米大リーグ機構(MLB)と選手会は24日(日本時間25日)もフロリダ州ジュピターで新労使協定の合意に向けて4日連続の交渉を行ったが、進展はなかった。MLBは23日(同24日)に28日(同3月1日)までに成立しなかった場合、レギュラーシーズンを短縮する方針を通告しており、最悪の事態が現実味を帯びてきた。シーズンが15日以上短縮された場合、エンゼルスの大谷翔平投手(27)のFA権取得が2024年オフにずれ込み、米メディアが予想する超大型契約が幻になりかねない。

 労使の対立が泥沼化している。選手会は24日に数項目の修正案を提示したものの、合意には至らなかった。米スポーツサイト、アスレチックのエバン・ドレリッチ記者は自身のツイッターで「選手会はサービスタイム(メジャー登録日数)操作とアマチュアドラフトの提案を行った。新提案(の内容)は、サービスタイムが与えられる選手の人数を減らし、ドラフトは(下位)7球団による抽選式はそのままだが、連続下位となった球団にはペナルティーを科す要素を加えることに変更」と速報した。主要争点の年俸総額や選手の最低年俸は話し合われなかった模様だ。

 MLBはすでに「2月28日までに合意に至らなかった場合、レギュラーシーズンの試合がキャンセルされる。期限は期限だ」と合意までのデッドラインを通告。このまま平行線が続く限り、レギュラーシーズン短縮は避けられない。AP通信はシーズンが15日間以上短縮された場合、「大谷のFA権取得が23年オフから24年オフに1年遅れる可能性がある」と報じた。

 メジャーでは25人の出場選手枠に172日登録されると1年とカウントされ、計6年でFA取得となる。18年にメジャーデビューした大谷は4年に達している。順調なら23年のシーズン終了後にFA権となる計算だ。今季のシーズンは3月31日に開幕して10月2日(同3日)までの186日。ロックアウトで15日間短縮になると171日となり、1年分とカウントされる172日をクリアできないのだ。日程を変更したり、ダブルヘッダーを組むことができれば消化できるが、MLBは「試合のリスケジュールはされない」と否定。FA取得は24年オフにずれ込む。
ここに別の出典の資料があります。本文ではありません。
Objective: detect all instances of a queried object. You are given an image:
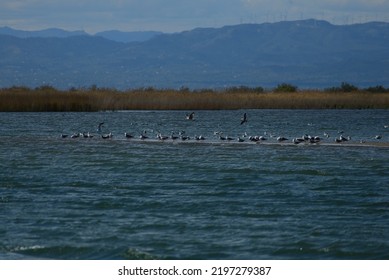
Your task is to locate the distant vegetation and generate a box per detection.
[0,83,389,112]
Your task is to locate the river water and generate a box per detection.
[0,110,389,259]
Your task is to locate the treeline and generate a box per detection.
[0,83,389,112]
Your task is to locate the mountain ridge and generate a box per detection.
[0,20,389,89]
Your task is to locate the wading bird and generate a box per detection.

 今季以降の成績も影響するだろうが、サイ・ヤング賞と本塁打王の同時獲得も可能な投打二刀流はメジャーでも唯一無二の存在。29歳で迎える23年オフに大争奪戦が繰り広げられることは必至で今季550万ドル(約6億3525万円)の年俸がどこまで上がるか注目されている。

 米スポーツ専門局ESPNは昨年8月に早々とメジャー史上最高の5000万ドル(約57億7500万円)での5年契約の可能性を予測。ワシントン・ポスト紙は昨季、投手で9勝、打者で46本塁打、100打点と活躍し、ア・リーグMVPに満票で輝いた大谷の年俸5800万ドル(約67億円)に相当すると算出、総額4億ドル(約462億円)を超えると予想する報道もあり、青天井の様相だった。

 しかし、24年に30歳でFAとなった場合、事情が変わる。最近のメジャーでは30歳を超えた選手との長期契約を避ける傾向がある上に、投打二刀流で体への負担が懸念されることから年俸総額が減ることは避けられない。もちろん、23年まで保有権を持つエンゼルスが、FA取得を待たずに長期契約をオファーする可能性もあるが、条件がつり上がる争奪戦ではないため、結果的に“大損”となる見込みだ。

 MLBが通告したデッドラインの28日まで残り4日間。それまでの合意を期待するしかない。